Some good pitchers, despite being good pitchers, throw bad pitches. And there are bad pitchers, too, who throw good pitches. Both are true, and one could make an argument a Venn Diagram of the two groups may overlap significantly, and that overlapping area is the group of pitchers toeing the line between breaking out and being unusable for fantasy purposes.

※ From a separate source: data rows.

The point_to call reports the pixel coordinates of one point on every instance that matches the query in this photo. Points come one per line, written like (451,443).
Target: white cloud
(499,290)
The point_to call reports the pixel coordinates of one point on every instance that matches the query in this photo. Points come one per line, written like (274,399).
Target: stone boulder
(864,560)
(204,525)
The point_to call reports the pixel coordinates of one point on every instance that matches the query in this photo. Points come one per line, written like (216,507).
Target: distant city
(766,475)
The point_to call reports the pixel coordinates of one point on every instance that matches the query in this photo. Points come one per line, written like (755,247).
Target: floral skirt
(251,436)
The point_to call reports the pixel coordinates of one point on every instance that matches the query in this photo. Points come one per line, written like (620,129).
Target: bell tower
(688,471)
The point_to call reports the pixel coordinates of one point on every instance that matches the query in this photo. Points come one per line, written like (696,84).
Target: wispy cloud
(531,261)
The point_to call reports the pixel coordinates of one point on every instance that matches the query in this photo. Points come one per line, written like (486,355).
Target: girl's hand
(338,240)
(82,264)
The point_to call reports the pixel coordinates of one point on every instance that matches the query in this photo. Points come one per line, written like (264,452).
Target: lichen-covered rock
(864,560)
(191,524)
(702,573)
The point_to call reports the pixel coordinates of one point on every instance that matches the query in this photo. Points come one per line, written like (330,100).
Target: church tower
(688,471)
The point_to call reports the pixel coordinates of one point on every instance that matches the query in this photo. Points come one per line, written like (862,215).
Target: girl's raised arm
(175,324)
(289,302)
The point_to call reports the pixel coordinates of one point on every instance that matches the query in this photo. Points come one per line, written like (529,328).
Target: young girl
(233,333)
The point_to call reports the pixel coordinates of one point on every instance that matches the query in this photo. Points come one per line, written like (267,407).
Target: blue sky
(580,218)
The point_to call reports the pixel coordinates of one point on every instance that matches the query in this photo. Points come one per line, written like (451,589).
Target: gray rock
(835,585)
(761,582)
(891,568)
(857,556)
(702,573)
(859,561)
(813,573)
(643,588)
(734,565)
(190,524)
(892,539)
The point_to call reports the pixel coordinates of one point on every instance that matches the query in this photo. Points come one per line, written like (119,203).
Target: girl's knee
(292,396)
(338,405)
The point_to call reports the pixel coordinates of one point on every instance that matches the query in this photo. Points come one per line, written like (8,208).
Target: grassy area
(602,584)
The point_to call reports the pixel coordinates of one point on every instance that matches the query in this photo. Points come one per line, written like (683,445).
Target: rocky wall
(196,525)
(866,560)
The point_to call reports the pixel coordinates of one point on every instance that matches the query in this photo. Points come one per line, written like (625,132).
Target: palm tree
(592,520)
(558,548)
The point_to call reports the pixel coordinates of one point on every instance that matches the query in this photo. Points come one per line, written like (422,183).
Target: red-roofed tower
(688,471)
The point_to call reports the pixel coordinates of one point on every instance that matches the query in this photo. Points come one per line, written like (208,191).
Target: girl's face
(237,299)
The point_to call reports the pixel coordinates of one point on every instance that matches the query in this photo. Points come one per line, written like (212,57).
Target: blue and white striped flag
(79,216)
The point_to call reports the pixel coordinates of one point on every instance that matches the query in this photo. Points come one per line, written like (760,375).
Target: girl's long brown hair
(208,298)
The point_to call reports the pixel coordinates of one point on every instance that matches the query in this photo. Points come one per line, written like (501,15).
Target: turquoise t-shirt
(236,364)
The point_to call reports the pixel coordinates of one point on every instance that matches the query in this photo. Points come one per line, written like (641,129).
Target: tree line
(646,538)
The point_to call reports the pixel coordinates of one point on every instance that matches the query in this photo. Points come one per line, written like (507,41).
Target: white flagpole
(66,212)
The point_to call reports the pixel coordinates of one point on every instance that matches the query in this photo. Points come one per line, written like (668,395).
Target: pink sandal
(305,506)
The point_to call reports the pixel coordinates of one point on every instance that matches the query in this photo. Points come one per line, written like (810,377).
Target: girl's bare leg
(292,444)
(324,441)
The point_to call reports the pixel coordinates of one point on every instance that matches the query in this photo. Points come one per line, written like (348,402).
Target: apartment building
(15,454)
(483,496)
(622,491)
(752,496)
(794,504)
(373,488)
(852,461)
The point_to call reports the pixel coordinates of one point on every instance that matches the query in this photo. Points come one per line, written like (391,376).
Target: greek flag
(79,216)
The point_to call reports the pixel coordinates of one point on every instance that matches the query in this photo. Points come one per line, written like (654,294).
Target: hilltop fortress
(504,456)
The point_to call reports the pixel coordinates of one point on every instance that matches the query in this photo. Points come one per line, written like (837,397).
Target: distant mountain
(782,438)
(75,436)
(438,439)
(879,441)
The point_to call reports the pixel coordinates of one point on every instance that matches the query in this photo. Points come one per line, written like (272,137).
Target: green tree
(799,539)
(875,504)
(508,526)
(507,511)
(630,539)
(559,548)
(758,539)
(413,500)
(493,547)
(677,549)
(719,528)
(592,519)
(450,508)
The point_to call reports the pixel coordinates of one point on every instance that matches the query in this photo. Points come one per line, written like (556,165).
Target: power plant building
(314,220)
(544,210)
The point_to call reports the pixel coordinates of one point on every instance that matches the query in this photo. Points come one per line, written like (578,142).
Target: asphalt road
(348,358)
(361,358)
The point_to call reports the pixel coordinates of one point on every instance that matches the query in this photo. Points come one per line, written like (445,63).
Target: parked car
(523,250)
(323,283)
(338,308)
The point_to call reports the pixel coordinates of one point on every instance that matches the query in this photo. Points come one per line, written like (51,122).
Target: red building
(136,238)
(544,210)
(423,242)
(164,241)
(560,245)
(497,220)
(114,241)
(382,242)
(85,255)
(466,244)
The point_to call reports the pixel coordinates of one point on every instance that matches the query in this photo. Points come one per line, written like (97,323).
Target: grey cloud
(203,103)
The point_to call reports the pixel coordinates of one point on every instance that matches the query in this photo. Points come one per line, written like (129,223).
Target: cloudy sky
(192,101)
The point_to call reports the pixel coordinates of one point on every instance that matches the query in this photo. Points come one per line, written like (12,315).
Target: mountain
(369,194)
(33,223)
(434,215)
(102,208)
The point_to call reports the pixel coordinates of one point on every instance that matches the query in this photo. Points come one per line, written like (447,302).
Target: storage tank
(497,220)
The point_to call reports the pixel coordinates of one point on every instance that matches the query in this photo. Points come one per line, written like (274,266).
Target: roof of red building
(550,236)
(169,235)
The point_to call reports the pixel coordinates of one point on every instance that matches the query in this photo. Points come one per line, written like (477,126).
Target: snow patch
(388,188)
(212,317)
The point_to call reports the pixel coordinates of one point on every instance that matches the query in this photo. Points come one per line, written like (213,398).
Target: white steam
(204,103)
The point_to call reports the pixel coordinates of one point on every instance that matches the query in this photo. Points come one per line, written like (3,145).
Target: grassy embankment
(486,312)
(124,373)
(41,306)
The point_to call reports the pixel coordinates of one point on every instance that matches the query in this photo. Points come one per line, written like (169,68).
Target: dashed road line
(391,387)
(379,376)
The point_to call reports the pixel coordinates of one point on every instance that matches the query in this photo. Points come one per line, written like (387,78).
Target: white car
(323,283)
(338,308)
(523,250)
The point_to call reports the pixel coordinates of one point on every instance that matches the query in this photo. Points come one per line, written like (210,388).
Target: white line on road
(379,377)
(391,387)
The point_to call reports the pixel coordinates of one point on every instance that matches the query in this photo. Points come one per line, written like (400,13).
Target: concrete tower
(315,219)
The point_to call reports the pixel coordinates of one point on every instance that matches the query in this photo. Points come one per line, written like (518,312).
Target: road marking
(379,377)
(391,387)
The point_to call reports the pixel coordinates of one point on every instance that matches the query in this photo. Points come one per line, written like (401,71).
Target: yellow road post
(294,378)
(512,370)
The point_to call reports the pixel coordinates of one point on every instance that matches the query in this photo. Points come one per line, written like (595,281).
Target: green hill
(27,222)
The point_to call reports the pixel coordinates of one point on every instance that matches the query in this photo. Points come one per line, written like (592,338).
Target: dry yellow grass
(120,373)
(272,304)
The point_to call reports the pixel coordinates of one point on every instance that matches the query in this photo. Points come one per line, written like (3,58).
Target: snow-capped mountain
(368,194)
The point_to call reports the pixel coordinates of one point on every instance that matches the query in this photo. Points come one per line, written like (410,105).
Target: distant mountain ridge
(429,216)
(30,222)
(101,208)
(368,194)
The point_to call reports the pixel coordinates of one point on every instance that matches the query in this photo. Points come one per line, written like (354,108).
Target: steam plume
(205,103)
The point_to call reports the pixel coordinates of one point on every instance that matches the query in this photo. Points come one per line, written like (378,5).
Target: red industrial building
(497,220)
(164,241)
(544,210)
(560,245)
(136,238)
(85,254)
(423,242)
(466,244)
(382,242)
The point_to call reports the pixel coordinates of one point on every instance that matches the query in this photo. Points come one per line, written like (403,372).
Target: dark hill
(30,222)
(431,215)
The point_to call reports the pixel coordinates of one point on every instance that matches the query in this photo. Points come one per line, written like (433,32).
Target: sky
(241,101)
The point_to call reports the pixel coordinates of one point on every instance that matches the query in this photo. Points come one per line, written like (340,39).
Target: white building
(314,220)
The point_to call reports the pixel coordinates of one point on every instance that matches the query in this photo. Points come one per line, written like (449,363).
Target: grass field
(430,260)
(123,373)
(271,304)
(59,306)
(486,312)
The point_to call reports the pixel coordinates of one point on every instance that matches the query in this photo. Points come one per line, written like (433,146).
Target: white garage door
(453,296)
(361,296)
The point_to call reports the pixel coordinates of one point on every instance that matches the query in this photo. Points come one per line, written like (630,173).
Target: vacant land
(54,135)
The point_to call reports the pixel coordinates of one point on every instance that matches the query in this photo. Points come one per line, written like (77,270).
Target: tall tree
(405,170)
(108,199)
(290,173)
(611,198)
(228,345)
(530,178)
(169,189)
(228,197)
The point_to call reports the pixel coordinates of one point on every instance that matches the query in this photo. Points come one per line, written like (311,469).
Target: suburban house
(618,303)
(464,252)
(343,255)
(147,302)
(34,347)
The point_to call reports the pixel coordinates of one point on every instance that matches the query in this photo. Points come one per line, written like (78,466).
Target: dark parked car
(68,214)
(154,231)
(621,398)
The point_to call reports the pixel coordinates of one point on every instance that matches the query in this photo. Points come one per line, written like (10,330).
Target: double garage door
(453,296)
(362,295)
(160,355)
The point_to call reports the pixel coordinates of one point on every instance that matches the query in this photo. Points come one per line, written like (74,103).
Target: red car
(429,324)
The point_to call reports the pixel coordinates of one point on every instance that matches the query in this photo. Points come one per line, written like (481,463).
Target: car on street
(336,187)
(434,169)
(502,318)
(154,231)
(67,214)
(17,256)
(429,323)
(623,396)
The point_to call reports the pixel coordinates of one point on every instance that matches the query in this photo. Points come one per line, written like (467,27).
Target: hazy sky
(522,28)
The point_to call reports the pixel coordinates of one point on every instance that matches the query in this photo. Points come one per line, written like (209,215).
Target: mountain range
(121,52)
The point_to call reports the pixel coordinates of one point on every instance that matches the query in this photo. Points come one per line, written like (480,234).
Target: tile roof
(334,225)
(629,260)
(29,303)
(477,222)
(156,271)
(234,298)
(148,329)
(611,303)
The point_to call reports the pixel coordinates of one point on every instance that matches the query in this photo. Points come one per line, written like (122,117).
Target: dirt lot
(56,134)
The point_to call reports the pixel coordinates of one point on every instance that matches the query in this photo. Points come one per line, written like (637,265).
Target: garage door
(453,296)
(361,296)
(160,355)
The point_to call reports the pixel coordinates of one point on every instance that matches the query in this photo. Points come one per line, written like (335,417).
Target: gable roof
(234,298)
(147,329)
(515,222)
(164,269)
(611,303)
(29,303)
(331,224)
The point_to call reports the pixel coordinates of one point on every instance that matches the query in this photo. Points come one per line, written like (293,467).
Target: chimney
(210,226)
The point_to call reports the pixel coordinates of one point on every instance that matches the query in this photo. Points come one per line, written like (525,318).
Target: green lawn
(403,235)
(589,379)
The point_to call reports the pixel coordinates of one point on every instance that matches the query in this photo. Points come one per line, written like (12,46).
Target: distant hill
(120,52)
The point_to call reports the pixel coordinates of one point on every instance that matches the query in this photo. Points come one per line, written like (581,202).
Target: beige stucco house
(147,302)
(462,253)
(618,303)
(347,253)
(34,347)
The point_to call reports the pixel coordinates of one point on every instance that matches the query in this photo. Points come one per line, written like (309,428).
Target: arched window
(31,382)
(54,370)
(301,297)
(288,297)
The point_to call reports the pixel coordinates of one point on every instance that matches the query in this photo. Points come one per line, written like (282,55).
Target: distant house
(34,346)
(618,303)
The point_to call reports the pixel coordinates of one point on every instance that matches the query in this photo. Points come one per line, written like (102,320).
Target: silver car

It stands to reason, then, that good and bad pitchers could benefit from easing off or completely abandoning their bad pitches. It’s one thing to evaluate a pitch based on its underlying metrics — its swinging strike rate (SwStr%), its ground ball rate (GB%), its velocity, and so on. It’s another thing to evaluate the pitch objectively by looking at its weighted on-base average (wOBA) allowed, which, I hope, in an adequately large sample, can indicate a pitch’s quality regardless of its peripherals. In theory, the larger the sample size, the greater the probability a pitch’s outcomes will converge with its inputs, such that the caveat “regardless of its peripherals” doesn’t actually mean anything. Given enough pitches thrown, the aforementioned underlying metrics will adequately inform the wOBA allowed.

Using PITCHf/x data from the last two years, I looked for (1) good pitchers who throws pitches that allow (2a) extremely bad wOBAs with (2b) unusually low BABIPs. Incurring high wOBAs on low BABIPs is less than ideal; if BABIP is subject to high variance and generally converges on the league average, then a bad pitch being “lucky” by BABIP suggests things will only get worse.

This post was going to be about several pitchers, each with their own problematic pitches, but I became too passionate about this single case. This is about Dylan Bundy, his abhorrently bad four-seamer, his fantastic slider, and how much his pitch selection is suffocating his potential. Ultimately, it’s about adding by subtracting.